Lloyd was born in 1827 in Wales. She was the fourth child. Her father and mother owned the Nantgwyllt manor house in the, now flooded, Elan valley. Her father, Thomas Lewis-Lloyd, was a Justice of the Peace and High Sheriff of Cardiganshire in 1822. Lewis Lloyd was one of several daughters, her brother was Robert Lewis-Lloyd, she was an independent child and she ran a farm at Llandyfaelog Fach that bred mountain ponies. Her hobbies included walking, fishing and otter hunting. She would tell stories of her exploits climbing the alps with her friend and second cousin Isabella Straton. One of her guides had been Jean Charlet, a French mountain guide from Chamonix, who had been a groom in Nantgwyllt for a year. Lewis Lloyd and Straton had been two of the very rare women who climbed the Alps and Pyrenees in the 1860s and 70s.
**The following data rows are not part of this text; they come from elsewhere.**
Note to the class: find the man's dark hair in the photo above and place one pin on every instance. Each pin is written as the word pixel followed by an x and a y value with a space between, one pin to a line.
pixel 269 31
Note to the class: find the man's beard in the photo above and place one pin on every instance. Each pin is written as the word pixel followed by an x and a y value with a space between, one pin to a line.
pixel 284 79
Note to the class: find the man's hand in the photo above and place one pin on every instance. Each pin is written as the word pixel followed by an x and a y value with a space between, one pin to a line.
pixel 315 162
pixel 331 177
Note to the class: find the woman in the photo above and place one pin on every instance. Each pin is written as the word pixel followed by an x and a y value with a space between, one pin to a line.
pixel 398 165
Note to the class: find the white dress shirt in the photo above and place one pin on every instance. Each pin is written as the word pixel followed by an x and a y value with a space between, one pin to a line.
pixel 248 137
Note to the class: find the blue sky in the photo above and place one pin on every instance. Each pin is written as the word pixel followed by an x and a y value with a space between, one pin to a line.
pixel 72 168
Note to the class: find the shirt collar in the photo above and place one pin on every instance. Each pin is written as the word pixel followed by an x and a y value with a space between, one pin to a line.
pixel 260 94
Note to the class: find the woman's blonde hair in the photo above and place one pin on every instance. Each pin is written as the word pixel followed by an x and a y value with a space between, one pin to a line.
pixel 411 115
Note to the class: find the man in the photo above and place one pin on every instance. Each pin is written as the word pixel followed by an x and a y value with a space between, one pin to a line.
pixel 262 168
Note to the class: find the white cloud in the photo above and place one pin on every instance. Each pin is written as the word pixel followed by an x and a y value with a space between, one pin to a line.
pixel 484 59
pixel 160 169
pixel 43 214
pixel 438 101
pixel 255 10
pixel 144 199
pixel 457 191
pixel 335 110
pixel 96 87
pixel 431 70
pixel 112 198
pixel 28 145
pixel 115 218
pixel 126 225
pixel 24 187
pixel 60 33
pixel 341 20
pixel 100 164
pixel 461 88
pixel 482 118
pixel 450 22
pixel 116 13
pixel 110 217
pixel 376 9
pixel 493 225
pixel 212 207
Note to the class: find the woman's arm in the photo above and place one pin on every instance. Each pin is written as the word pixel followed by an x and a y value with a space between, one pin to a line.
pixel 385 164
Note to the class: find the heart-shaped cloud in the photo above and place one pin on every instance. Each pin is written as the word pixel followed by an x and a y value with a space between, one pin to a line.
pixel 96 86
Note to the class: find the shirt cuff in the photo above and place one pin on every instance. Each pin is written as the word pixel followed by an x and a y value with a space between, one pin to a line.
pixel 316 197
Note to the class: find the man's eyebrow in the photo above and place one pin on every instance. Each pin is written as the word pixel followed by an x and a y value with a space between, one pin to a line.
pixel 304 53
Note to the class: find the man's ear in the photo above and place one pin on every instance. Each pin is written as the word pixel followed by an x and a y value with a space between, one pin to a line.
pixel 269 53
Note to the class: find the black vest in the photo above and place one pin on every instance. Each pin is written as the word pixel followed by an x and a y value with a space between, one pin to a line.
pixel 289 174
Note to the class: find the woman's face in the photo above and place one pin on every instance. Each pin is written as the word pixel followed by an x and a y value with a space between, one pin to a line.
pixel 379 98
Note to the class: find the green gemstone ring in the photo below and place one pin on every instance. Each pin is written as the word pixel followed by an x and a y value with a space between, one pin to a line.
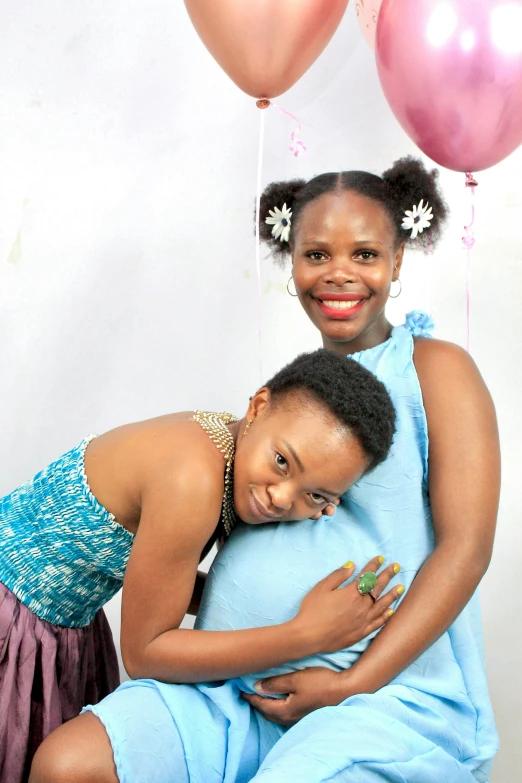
pixel 366 584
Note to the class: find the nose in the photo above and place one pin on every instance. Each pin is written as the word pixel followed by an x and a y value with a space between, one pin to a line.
pixel 340 270
pixel 281 496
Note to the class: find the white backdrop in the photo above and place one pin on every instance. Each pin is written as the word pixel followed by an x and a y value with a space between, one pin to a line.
pixel 127 273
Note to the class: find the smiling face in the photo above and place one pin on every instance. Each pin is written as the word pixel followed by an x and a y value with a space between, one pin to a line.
pixel 344 259
pixel 294 460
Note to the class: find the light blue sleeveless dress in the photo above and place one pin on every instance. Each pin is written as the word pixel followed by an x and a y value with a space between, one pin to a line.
pixel 433 722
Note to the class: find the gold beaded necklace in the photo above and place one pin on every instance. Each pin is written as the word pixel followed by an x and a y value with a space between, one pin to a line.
pixel 215 425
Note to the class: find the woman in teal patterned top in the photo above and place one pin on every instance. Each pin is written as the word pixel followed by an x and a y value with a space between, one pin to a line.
pixel 409 704
pixel 110 512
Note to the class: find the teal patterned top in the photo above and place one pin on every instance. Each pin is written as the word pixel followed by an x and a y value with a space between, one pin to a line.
pixel 61 553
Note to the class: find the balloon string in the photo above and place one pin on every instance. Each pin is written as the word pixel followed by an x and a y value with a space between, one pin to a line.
pixel 258 241
pixel 297 147
pixel 468 241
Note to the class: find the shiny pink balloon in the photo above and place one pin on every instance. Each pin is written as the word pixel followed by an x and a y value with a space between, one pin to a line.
pixel 367 15
pixel 451 71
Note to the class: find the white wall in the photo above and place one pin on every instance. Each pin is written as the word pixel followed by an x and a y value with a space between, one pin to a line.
pixel 127 275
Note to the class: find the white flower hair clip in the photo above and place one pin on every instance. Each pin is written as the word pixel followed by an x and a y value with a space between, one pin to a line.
pixel 418 219
pixel 280 220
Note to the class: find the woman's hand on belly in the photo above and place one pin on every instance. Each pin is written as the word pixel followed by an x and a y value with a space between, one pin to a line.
pixel 304 692
pixel 333 618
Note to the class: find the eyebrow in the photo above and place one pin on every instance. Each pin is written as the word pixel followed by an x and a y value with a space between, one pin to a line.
pixel 294 455
pixel 302 469
pixel 361 242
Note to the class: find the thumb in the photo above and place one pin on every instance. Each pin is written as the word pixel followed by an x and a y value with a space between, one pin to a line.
pixel 283 684
pixel 337 577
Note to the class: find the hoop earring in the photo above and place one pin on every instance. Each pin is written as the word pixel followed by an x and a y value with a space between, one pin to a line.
pixel 400 289
pixel 288 287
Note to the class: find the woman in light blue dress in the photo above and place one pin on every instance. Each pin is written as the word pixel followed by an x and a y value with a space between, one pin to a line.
pixel 410 704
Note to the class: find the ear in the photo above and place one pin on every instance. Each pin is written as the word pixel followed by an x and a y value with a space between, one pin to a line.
pixel 259 404
pixel 399 255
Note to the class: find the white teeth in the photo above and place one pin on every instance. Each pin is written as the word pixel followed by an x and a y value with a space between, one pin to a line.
pixel 340 305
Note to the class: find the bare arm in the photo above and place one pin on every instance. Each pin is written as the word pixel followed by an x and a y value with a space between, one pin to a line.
pixel 159 584
pixel 464 486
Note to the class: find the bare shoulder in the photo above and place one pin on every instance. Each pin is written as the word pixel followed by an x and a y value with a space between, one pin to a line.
pixel 179 455
pixel 166 466
pixel 444 367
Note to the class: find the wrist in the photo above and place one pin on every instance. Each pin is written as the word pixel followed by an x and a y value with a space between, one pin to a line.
pixel 302 641
pixel 351 683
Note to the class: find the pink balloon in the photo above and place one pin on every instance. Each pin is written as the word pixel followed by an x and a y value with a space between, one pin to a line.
pixel 451 71
pixel 367 14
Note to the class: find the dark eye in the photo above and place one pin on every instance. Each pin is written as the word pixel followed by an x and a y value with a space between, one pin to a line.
pixel 280 461
pixel 316 255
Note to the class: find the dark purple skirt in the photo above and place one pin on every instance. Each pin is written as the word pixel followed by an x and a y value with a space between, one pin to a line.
pixel 47 674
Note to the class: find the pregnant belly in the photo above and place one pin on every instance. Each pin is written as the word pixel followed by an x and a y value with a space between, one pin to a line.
pixel 261 575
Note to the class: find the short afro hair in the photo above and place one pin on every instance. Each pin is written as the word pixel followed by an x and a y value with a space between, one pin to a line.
pixel 399 188
pixel 347 390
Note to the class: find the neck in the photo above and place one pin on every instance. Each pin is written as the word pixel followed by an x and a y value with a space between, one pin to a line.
pixel 375 334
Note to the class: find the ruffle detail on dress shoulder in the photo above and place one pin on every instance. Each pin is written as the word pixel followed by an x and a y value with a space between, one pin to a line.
pixel 419 323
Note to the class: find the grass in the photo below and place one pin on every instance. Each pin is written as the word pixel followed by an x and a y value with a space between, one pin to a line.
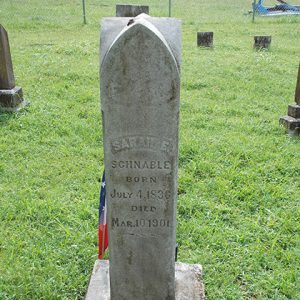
pixel 239 187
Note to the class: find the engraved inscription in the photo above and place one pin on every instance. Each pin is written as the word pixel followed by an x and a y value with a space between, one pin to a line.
pixel 139 164
pixel 116 222
pixel 142 143
pixel 142 179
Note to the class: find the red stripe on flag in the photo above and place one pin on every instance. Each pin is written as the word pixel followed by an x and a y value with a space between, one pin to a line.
pixel 103 239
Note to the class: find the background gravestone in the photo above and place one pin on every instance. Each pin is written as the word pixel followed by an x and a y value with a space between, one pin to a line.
pixel 205 39
pixel 262 42
pixel 11 96
pixel 131 10
pixel 140 91
pixel 292 120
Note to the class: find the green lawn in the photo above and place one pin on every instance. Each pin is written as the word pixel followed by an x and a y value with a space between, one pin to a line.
pixel 239 177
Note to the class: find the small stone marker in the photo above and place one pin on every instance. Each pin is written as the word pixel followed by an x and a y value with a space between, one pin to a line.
pixel 205 39
pixel 140 93
pixel 131 10
pixel 262 42
pixel 292 120
pixel 11 96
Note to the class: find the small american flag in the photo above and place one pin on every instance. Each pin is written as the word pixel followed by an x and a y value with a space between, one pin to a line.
pixel 102 225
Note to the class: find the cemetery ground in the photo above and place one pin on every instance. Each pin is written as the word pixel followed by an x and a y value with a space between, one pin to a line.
pixel 239 187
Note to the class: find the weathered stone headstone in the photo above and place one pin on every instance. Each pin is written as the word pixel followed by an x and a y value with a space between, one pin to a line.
pixel 262 42
pixel 127 10
pixel 140 91
pixel 292 120
pixel 205 39
pixel 11 96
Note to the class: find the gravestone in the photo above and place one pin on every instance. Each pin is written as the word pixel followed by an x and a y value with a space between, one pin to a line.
pixel 11 96
pixel 131 10
pixel 292 120
pixel 205 39
pixel 140 91
pixel 262 42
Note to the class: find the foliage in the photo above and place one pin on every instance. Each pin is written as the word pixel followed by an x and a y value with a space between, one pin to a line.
pixel 238 204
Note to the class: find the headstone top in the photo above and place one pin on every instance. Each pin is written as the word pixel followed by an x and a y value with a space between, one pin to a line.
pixel 131 10
pixel 7 79
pixel 297 93
pixel 169 28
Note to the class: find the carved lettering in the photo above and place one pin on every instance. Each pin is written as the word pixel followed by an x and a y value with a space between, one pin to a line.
pixel 137 164
pixel 142 179
pixel 142 143
pixel 140 223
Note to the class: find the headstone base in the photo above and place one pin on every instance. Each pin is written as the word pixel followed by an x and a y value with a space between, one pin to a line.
pixel 292 125
pixel 12 100
pixel 188 282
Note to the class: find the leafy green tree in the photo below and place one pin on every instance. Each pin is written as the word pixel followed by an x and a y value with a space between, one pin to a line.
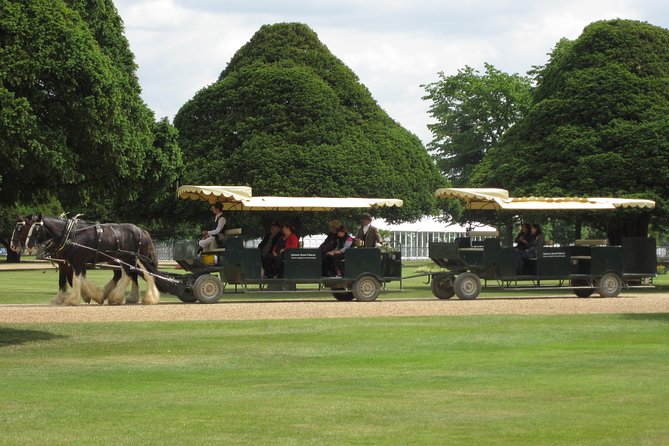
pixel 288 118
pixel 599 123
pixel 472 112
pixel 156 208
pixel 74 131
pixel 72 118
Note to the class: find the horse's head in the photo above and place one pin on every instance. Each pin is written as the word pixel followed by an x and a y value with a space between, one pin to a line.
pixel 36 234
pixel 20 232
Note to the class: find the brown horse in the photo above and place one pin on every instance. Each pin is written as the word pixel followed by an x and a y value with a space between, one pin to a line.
pixel 77 243
pixel 19 236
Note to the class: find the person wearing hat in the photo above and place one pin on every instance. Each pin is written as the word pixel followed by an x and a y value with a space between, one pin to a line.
pixel 368 236
pixel 210 238
pixel 330 241
pixel 333 261
pixel 267 246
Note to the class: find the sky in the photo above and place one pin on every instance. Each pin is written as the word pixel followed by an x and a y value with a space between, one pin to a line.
pixel 394 46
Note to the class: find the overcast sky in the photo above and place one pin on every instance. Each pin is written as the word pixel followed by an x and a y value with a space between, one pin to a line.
pixel 394 46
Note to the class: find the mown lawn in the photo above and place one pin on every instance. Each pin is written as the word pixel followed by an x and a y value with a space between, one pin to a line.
pixel 40 286
pixel 503 380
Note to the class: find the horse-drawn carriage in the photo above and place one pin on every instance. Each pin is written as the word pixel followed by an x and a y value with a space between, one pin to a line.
pixel 602 265
pixel 585 266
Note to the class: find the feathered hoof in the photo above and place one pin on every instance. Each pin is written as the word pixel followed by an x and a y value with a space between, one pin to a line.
pixel 59 299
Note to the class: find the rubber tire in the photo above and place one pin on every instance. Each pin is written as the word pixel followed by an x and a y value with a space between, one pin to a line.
pixel 208 289
pixel 343 297
pixel 188 297
pixel 609 285
pixel 366 289
pixel 467 286
pixel 442 286
pixel 582 292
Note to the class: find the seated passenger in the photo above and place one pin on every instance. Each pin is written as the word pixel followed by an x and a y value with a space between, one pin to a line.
pixel 287 241
pixel 523 238
pixel 368 235
pixel 210 239
pixel 330 241
pixel 536 242
pixel 267 247
pixel 333 261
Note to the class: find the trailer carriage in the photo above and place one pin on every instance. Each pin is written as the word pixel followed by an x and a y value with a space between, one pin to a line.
pixel 585 266
pixel 366 269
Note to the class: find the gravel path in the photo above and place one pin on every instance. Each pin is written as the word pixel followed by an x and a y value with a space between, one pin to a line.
pixel 294 309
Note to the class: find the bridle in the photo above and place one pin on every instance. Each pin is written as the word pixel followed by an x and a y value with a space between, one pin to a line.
pixel 16 242
pixel 36 234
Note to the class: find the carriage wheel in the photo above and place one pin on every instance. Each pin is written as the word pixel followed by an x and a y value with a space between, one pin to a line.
pixel 366 288
pixel 467 286
pixel 442 286
pixel 582 292
pixel 208 289
pixel 610 285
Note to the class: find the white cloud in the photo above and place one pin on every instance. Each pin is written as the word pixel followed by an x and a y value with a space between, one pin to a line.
pixel 393 45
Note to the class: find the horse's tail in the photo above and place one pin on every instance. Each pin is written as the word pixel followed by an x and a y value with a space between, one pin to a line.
pixel 150 262
pixel 150 257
In 1869 just four years after it was first climbed they made an unsuccessful attempt on the Matterhorn. In 1870 they became the first women to climb Monte Viso and the following year they made the first ascent of Aiguille du Moine guided by Joseph Simond. The summit is at an altitude of 3,412 m and it requires climbers to abseil on the descent. Lewis Lloyd retired from climbing in 1873, but Straton continued to climb with Jean Charlet and she eventually married him.

Lloyd died at Hampstead Hill Gardens in London. She is buried at Llansanffraid Cwmteuddwr and the church there has a memorial. The plaque notes that she was the eighth woman to climb Mont Blanc.